Factor analysis is used to create the neighborhood health measure. This measure is generated from the six neighborhood characteristics mentioned earlier (poverty rate, unemployment rate, property vacancy rate, percentage living in public housing, percentage living in a single parent–headed household with children, and percentage of adult population with less than a high school education).i Values range from -1.7 to 4.2, with lower values indicating greater health and higher values indicating worse health. At the lower end of the scale, for example, neighborhood poverty rates are less than 10 percent and unemployment rates are roughly 5 percent. At the higher end of the scale, poverty rates top 50 percent and unemployment rates are upward of 25 percent.

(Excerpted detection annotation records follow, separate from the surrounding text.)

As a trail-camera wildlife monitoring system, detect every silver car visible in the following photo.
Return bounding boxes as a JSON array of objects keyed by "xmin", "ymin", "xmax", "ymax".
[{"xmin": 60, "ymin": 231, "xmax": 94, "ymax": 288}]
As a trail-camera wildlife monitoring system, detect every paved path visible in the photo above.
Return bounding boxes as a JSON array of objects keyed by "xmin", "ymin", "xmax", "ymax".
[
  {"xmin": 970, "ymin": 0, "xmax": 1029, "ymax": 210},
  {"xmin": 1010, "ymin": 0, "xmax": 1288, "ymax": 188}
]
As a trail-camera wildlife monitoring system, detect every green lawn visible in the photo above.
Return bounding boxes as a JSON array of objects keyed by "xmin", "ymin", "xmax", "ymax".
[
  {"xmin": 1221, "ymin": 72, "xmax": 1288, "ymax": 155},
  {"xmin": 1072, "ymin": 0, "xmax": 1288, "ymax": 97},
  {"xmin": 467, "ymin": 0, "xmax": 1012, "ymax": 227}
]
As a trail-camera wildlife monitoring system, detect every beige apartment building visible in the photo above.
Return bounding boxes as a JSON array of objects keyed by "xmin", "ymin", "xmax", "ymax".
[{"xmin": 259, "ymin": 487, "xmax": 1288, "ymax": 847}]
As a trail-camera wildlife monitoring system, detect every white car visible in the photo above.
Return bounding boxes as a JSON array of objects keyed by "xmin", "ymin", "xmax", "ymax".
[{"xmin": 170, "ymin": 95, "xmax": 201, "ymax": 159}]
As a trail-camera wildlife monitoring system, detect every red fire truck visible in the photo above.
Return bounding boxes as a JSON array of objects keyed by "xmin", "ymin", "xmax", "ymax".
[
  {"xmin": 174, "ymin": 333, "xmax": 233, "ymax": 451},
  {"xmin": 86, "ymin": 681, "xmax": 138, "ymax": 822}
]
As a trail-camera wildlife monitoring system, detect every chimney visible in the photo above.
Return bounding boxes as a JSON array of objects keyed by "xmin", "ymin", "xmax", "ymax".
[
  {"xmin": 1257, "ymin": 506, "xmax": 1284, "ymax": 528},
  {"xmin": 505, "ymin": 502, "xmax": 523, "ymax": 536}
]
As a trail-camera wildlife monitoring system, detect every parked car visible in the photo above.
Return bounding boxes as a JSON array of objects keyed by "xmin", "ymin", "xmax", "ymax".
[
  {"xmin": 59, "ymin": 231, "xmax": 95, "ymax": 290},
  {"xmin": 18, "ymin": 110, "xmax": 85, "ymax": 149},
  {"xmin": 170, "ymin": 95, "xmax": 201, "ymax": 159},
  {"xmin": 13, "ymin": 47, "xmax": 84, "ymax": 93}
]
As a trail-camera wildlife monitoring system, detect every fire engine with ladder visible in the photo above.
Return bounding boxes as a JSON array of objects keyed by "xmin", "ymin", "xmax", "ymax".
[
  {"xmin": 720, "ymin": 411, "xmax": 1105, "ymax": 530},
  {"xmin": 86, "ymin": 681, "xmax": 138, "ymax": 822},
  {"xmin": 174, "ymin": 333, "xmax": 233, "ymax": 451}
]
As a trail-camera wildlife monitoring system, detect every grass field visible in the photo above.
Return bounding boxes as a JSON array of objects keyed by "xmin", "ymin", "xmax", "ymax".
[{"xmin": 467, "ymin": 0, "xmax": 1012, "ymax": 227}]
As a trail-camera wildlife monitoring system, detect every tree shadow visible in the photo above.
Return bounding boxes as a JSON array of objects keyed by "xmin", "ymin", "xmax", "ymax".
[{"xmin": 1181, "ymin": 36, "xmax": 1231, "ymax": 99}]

a. The original PSID sample includes relatively few Hispanic households. In the late 1990s, the Hispanic sample increased with the introduction of immigrant families into the PSID.
b. People born in 1984 are 25 years old in 2009, and people born in 1979 are 30 years old in 2009.
c. The Transition to Adulthood supplement was administered in 2005, 2007, and 2009 for children who were 12 or younger in 1997 and at least 18 at the time of interview.
d. Census tract is available in the restricted-use PSID starting in 1975. Each PSID year from 1975 forward is assigned a census data year: 1975–84 PSID to the 1980 Decennial Census, 1985–94 PSID to the 1990 Decennial Census, 1995–2004 PSID to the 2000 Decennial Census, and 2005–09 PSID to the 2005–09 American Community Survey (five-year averages). Because census tract is not available before 1975, neighborhood characteristics are not observed for the complete childhood of children born between 1968 and 1974. For children born in these earliest years, data are used in the years available.
e. One weakness of the PSID is that family income and family size, key components of poverty, are measured at different points in time. Family structure is measured at the time of the interview, but income is reported for the prior year. If individuals enter or leave a family from one year to the next, there is a mismatch between family income and the poverty threshold.
f. Our poverty measure uses the poverty thresholds described in Grieger, Danziger, and Schoeni (2008).
g. Because the PSID went to biennial interviewing in 1997, complete childhood poverty histories are not observed for children born in 1980 or later. In these cases, the percentage of years poor is calculated based on the number of years children are observed. Children born in 1980 and 1981 are observed for 17 years (versus 18 years), children born in 1982 and 1983 are observed for 16 years, children born in 1984 and 1985 are observed for 15 years, children born in 1986 and 1987 are observed for 14 years, and children born in 1988 and 1989 are observed for 13 years.
h. The PSID groups residential moves based on reason for move. Reasons that include contraction of housing (e.g., less rent), to save money, and to respond to outside events (e.g., eviction, divorce) are categorized as negative moves.
i. Each neighborhood characteristic is averaged from birth through age 17.